# F-86D Saber Dog..1/72 scale....needing help.



## HAT1701D (Mar 18, 2000)

Hello all,

First let me reintroduce myself. My name is Matt. It's been some years since I've posted on this board. I've never posted on the aircraft section of it. I have been building models for years. 21 years to be exact. It has been years though since I have built any aircraft...although I do buy and stash kits of them on a regular basis.

Let me tell you what's going on.....My father flew the venerable F-86D Sabre Dog years ago while he was in the Air Force. One of the reasons I chose to go into the Air Force and serve while I did was listening to his stories. This Christmas will prove to be a very special one for him...... I have managed to locate and purchase an actual console from the cockpit of an F-86D. Specifically the console that contols the arming of and number of Mighty Mouse rockets to be fired, the depolyment of the rocket package and several other aircraft systems. This will be mounted in a custom shadow box table being built by a coworker who does some serious woodwork on the side. Along with this...will be a showcase installed that will have the Monogram "Pro Series" 1/48 scale F-86D in it. BUT that's not all. In the late 1980's...I built him a 1/72 scale F-86D which if memory serves...was a Lindberg kit. It was broken by one of his and my mom's cats last year. He gave it back to me in the hopes that I could repair it.

That little Lindberg kit is not great to say the least....but has sentimental value to dad. I sat down with it and began reworking it. Age has destroyed the decals...which doesn't matter anyhow since in the process of reworking and sanding most of them are gone to say the least.
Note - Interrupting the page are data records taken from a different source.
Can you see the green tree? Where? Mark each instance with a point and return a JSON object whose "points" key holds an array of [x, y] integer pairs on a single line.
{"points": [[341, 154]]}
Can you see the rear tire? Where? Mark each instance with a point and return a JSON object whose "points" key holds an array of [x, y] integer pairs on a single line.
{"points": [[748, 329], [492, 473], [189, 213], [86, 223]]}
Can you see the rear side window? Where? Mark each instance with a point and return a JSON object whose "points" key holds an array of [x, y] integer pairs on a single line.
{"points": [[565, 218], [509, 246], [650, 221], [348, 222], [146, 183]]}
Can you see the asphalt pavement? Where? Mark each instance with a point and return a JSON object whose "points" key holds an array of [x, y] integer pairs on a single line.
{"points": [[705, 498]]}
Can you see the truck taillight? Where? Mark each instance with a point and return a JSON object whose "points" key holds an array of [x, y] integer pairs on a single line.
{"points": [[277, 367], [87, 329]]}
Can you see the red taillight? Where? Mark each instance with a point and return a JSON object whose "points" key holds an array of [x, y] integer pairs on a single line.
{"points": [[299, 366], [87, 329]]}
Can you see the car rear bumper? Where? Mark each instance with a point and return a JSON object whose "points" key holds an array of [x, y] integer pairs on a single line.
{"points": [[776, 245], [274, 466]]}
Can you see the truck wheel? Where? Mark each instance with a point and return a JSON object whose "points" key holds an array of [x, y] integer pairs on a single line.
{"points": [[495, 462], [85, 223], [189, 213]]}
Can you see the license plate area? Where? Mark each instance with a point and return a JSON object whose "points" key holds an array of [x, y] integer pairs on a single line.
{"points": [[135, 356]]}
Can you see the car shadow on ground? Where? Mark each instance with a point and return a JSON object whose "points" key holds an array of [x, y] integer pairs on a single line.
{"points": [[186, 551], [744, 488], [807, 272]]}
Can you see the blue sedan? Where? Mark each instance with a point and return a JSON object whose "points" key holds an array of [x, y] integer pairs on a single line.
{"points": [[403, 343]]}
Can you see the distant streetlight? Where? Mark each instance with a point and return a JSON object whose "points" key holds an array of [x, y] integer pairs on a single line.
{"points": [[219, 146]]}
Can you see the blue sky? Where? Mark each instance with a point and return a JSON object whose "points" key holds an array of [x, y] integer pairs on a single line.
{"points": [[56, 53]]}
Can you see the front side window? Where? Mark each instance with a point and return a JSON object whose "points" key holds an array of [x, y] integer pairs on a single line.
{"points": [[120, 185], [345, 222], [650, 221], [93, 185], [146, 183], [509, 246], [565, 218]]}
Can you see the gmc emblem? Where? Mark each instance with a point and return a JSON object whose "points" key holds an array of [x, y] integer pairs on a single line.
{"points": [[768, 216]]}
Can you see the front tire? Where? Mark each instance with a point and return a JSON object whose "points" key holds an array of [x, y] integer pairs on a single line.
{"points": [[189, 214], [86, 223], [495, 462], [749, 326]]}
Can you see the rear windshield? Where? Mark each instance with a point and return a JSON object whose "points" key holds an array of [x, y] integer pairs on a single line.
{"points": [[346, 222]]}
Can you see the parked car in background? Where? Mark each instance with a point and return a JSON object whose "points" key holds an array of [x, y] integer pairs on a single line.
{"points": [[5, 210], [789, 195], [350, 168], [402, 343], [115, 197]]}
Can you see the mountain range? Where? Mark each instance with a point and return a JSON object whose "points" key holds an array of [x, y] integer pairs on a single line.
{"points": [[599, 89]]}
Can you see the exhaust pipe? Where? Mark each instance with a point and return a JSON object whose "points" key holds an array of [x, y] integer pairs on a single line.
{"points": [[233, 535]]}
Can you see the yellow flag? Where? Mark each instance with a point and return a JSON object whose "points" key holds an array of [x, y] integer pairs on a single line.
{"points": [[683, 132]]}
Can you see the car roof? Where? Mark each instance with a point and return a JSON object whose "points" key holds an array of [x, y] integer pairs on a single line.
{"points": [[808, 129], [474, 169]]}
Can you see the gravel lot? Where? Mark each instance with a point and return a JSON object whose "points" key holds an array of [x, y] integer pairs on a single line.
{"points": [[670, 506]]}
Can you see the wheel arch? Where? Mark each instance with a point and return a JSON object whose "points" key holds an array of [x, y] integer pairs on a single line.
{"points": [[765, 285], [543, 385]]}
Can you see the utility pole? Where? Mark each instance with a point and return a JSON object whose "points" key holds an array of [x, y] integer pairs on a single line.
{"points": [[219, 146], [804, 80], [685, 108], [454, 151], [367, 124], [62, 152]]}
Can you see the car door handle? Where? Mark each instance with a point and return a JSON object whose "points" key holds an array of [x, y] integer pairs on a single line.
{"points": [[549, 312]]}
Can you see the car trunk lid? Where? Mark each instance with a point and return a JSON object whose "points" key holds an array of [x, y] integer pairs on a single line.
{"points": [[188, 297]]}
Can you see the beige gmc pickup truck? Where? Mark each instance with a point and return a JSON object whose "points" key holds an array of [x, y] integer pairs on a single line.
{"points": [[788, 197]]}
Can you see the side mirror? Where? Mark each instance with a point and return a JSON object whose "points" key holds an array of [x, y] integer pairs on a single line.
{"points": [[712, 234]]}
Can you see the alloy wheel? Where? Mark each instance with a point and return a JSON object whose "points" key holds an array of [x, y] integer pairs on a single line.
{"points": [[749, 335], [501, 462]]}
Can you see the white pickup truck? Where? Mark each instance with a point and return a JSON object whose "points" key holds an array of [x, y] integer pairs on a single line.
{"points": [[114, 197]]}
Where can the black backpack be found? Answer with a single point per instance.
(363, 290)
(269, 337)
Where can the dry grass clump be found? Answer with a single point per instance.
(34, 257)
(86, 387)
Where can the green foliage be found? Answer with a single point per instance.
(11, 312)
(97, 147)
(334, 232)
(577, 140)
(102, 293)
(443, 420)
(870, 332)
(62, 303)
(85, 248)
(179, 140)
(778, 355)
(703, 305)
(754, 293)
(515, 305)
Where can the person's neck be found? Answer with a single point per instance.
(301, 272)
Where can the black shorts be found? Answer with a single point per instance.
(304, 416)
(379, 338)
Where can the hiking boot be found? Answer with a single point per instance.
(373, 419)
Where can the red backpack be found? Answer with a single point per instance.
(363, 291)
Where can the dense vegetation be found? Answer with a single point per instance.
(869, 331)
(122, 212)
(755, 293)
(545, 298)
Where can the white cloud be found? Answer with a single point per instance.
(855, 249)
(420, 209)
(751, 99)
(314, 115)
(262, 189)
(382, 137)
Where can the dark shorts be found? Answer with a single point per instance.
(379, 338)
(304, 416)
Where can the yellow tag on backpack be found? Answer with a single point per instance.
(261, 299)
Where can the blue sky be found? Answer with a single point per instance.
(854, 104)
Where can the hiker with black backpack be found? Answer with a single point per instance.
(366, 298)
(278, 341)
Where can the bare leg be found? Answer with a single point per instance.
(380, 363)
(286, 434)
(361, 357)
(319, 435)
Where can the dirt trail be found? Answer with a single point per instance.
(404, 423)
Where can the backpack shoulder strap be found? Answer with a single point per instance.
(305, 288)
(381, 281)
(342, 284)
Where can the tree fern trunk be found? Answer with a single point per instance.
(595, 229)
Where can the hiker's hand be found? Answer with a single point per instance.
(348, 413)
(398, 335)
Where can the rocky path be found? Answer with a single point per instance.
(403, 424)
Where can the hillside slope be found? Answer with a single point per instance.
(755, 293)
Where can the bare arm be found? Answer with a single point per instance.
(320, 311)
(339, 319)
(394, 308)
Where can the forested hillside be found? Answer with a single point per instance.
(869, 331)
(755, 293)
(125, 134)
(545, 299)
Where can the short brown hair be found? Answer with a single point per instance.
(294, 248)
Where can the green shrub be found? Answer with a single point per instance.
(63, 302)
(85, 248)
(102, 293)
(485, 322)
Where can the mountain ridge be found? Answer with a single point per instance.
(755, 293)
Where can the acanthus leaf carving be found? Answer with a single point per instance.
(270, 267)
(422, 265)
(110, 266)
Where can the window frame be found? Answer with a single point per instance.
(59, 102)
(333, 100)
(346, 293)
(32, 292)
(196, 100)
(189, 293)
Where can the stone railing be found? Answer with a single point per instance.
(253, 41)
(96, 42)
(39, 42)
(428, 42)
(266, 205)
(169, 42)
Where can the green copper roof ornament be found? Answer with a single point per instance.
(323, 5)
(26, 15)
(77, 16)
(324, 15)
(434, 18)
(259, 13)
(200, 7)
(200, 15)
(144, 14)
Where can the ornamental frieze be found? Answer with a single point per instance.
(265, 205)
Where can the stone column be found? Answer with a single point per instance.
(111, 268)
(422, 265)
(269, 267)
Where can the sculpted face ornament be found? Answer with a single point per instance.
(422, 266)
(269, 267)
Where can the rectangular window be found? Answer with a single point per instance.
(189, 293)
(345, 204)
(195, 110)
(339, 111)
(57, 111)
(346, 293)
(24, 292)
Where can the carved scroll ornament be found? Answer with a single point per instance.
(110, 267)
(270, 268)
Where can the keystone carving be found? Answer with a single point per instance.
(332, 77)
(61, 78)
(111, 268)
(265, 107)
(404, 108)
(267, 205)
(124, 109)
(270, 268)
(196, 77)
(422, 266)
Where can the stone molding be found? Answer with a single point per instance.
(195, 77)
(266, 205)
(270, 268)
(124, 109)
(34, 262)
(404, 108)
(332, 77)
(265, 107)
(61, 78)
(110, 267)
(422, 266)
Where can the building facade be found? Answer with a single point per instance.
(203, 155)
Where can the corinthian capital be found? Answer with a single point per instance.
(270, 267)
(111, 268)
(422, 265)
So the question is this.....Does anyone have a spare set of 1/72 scale F-86D decals? Doesn't matter what kit......if it's the newer Hasegawa or what...I'll make them work. The goal is simply to give this little sentimental model a new lease on life. I will pay for the decals...that's not an issue. Me getting the model reworked in time to go in the case with the bigger kit and be mounted on the shelf portion of the shadow box table before Christmas is an issue...for me anyways.

Any help would be appreciated.

Thanks, Matt


----------



## MightyMax (Jan 21, 2000)

Hi Matt,
I have superscale sheet#72-360. I used one scheme from it many years ago to build an Airfix Sabre Dog. The scheme that is still on the sheet is for an F-86D BuNo. 52-23938 of the 496th Fighter interceptor squadron based at Hahn A.B. Germany 1958.
It has a yellow tail with black stripes and a yellow nose behind the radome. The sheet is complete to do one aircraft including wing walk lines and stencils. HOWEVER, it only has one fuselage stars n bars because I guess I messed up the one I did and had to use another from the sheet. So you would need to come up with one fuselage star.

Interested I would take 5.00 which includes shipping. LMK

Cheers,
Max Bryant


----------



## HAT1701D (Mar 18, 2000)

Max,

Thanks alot. Update though. I found a company out of Florida that makes decals for various aircraft scales. They do indeed have the F-86D in 1/72. I ordered a set this evening. So now...it's just a matter of rescribing the panel lines and repainting in preperation. So everything is on track.

Matt


----------



## MightyMax (Jan 21, 2000)

Good luck on your restoration

Cheers,
Max


----------